Lindes neuer Trainer Michael Schulz blickt nach dem durchwachsenen Saisonstart seiner umformierten Mannschaft noch etwas skeptisch drein.

Uwe Schinkel

Lindes neuer Trainer Michael Schulz blickt nach dem durchwachsenen Saisonstart seiner umformierten Mannschaft noch etwas skeptisch drein.

Wuppertal. Vor dem brisanten Nachbarschafts-Derby zwischen dem SV Jägerhaus-Linde und dem TSV Ronsdorf II (Sonntag, 15 Uhr, Linde) haben beide Mannschaften nach ihren Auftaktniederlagen am zweiten Spieltag mit deutlichen Siegen ein Zeichen gesetzt. Linde überrollte Höhscheid/Widdert mit 6:2, die Zebras waren beim 5:1 über Einigkeit Dornap in Spiel- und Torlaune. In der abgelaufenen Saison waren die Linder gegen die Erstvertretung des TSV Ronsdorf noch der „Underdog“. Gegen die „Zweite“ wollen sie nun mit aufgerüsteter und umgekrempelter Mannschaft den Ortskampf zu ihren Gunsten entscheiden.

„Der Linder-Auftritt gegen die starken Solinger nötigt uns Respekt ab, aber wir glauben an unsere Chance“, sagt TSV-Coach Axel Kilz. „Wir wollen auch auf Linde schnell nach vorn spielen und unsere Chancen noch besser ausnutzen.“ Jan Schwedler und Stefan Lamster fehlen dabei.

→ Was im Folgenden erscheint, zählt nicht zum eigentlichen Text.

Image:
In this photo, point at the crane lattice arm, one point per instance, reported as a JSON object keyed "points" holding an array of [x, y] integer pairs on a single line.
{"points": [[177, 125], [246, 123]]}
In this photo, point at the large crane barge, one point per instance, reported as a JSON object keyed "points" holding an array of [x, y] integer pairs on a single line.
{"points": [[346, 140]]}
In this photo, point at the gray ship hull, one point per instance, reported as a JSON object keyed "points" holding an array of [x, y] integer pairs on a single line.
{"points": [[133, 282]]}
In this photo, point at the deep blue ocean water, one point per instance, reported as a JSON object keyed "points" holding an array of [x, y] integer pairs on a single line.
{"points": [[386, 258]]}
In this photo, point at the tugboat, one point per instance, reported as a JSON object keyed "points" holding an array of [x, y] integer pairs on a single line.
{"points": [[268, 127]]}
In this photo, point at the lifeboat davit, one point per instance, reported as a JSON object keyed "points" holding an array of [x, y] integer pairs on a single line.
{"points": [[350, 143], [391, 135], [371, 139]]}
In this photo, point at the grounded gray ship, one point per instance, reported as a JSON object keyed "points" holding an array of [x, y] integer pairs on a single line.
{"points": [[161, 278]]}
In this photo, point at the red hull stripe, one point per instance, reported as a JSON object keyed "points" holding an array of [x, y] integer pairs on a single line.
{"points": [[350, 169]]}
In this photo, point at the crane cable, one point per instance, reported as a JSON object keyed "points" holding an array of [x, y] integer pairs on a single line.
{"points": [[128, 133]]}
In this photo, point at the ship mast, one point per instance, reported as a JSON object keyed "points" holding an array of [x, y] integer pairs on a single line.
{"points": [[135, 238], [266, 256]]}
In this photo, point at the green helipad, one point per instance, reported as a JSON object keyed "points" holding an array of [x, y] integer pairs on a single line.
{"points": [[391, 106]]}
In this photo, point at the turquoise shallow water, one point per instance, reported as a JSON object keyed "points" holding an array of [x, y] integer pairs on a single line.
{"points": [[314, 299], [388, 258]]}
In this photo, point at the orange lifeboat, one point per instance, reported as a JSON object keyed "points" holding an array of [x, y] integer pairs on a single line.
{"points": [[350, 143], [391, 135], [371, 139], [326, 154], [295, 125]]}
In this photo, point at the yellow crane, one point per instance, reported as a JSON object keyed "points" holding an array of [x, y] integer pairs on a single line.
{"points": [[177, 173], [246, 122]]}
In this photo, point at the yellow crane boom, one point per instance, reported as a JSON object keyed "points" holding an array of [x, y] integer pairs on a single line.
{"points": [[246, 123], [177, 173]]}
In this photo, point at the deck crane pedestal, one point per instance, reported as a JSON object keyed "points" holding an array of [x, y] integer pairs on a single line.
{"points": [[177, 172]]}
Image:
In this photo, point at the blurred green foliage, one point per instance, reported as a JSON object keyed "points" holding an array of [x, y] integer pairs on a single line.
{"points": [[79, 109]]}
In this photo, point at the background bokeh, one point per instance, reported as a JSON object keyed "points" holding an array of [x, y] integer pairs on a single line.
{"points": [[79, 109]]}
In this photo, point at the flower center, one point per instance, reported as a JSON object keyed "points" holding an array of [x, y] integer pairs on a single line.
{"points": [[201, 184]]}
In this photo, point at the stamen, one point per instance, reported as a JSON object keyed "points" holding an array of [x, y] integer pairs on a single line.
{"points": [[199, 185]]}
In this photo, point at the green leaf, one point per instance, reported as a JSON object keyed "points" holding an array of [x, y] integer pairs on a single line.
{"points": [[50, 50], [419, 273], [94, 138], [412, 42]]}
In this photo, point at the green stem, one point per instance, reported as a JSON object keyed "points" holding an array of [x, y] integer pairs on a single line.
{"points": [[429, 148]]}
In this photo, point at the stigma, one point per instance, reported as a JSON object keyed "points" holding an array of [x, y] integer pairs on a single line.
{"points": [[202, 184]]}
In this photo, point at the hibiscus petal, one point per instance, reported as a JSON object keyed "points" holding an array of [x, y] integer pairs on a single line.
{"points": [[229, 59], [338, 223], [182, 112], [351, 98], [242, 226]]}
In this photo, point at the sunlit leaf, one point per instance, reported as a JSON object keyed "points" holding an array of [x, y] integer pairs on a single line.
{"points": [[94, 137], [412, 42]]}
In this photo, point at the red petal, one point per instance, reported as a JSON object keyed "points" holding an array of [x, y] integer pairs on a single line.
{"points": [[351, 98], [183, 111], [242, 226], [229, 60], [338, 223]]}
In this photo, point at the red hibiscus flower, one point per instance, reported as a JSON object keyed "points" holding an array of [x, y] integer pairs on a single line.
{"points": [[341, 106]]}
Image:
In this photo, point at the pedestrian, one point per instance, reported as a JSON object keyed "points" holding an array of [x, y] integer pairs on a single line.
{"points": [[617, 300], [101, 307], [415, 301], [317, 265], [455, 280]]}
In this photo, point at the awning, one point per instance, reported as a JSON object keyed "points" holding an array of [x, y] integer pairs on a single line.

Mit neun Toren hat Linde aktuell die stärkste Offensive der Liga, kurios dabei, dass Thomas Stotko bereits vier Elfmeter verwandeln konnte. Das Duell gegen die Zweite des TSV ist für die Linder ähnlich brisant wie ein Spiel gegen die Erste. „Wir dürfen uns nicht davon blenden lassen, dass es die zweite Mannschaft ist“, warnt Trainer Michael Schulz. „Die Jungs haben die Euphorie der Aufstiegssaison mitgenommen, außerdem steht hinter den Aufstiegen der Ronsdorfer große Qualität in allen Bereichen.“

Die Linder sind nach ihrem personellen Umbruch noch in der Findungsphase, deshalb sieht Schulz den TSV leicht im Vorteil, weil die Mannschaft eingespielt ist. Stürmer Tomasz Sieron hat mit seinen beiden Toren und der Vorarbeit zu einem weiteren Treffer gegen Höhscheid gezeigt, wie wertvoll er für die Linder werden kann. Die zuletzt beruflich verhinderten Manske-Brüder fehlen auch im Derby.